Не умею описать, до чего душевно мой Иван Степанович сказал эти слова. Сразу стало легче.
Дальше пошло как по расписанию. Весь город загудел. Чего только не говорили про нашу школу. Чуть ли не били мы детей. И крапивой будто секли, и на коленки ставили, на горох. Но нашлись и противники Наташи, называвшие её не иначе, как Оськиной-Моськиной.
Гороно разразился решением. Елену Сергеевну снять, направить рядовым учителем. Директором назначили Евгения Савельевича. Подошло первое сентября. Я в учительскую не хожу, все перемены остаюсь у своих третьеклашек. Моим ученикам и дела нет до всего, что «наверху», — пишут, считают, рисуют, деловитые и ужасно принципиальные. Поглядишь на них и подумаешь: ты их учишь или они — несмышленые! — тебя?

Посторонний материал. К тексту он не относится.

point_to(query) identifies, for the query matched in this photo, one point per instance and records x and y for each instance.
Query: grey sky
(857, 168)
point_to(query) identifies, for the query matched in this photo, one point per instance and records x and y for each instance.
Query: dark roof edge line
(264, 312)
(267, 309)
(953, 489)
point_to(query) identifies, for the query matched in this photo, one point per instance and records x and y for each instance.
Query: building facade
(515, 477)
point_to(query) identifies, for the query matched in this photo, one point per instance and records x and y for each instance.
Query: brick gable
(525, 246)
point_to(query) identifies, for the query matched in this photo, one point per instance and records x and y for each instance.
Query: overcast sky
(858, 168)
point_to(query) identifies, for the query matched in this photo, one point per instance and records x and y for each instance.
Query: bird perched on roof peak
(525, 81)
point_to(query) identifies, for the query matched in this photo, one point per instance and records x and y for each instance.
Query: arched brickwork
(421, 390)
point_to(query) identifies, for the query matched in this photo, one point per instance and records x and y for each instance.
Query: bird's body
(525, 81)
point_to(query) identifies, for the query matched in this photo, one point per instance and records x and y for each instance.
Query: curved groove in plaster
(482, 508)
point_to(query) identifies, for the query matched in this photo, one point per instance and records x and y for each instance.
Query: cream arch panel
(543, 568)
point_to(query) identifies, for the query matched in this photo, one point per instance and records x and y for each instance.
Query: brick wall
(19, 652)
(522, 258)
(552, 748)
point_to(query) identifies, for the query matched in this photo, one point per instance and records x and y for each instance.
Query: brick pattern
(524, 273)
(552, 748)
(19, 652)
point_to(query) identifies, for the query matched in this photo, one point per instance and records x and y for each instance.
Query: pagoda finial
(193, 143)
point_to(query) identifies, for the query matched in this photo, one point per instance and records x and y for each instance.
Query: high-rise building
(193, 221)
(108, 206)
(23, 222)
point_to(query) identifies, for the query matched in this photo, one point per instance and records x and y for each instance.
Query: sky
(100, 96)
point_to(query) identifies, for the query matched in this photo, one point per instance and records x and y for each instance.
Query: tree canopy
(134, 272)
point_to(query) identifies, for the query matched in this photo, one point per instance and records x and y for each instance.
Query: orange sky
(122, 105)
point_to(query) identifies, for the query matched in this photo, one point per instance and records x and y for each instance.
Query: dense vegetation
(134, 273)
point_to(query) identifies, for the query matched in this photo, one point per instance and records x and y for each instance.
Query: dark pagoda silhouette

Как-то я встретила на рынке мать Фисюка. Мне от Вити самый сердечный привет, он поступил в педагогический, отработал месяц на картошке, подружился со своей группой, в общем — очень доволен. Не забыли меня и другие ученики. Младшая сестра Вали Гетмановой Люся — она в девятом классе — принесла мне письмо с припиской: «Передай нежный привет М. В. или лучше покажи ей мою эпистолу». Мне словно послышался живой, насмешливый Валин голос. Взяла письмо, читаю. Валя в младших классах писала сочинения очень свободно, умно, обстоятельно. В старших у неё была по литературе твердая четверка. Елена Сергеевна требовала в сочинениях развернутых суждений и характеристик, оригинальных эпиграфов, а Валя стала, наоборот, писать коротко и сухо. Но в письме к сестренке она развернулась. Живо изобразила лекции известных ученых, занятия в лабораториях, нравы общежития, веселые розыгрыши и серьезные споры. Валя с её умом была там, конечно, как рыба в воде.
«Теперь насчет статьи Малиновской, — писала она. — В общагу приходили старшекурсники с факультета журналистики. В редакции, где работает Малиновская, никто не относится к ее „маралям“ (опусам на моральную тему) всерьез. Дамское рукоделие, пошлость, вчерашний день. Но я по-своему благодарна авториссе „Дочери Дон-Кихота“. Она мне помогла найти умных друзей, что для „козерога“ (да ещё в образе девицы из провинции) не так легко».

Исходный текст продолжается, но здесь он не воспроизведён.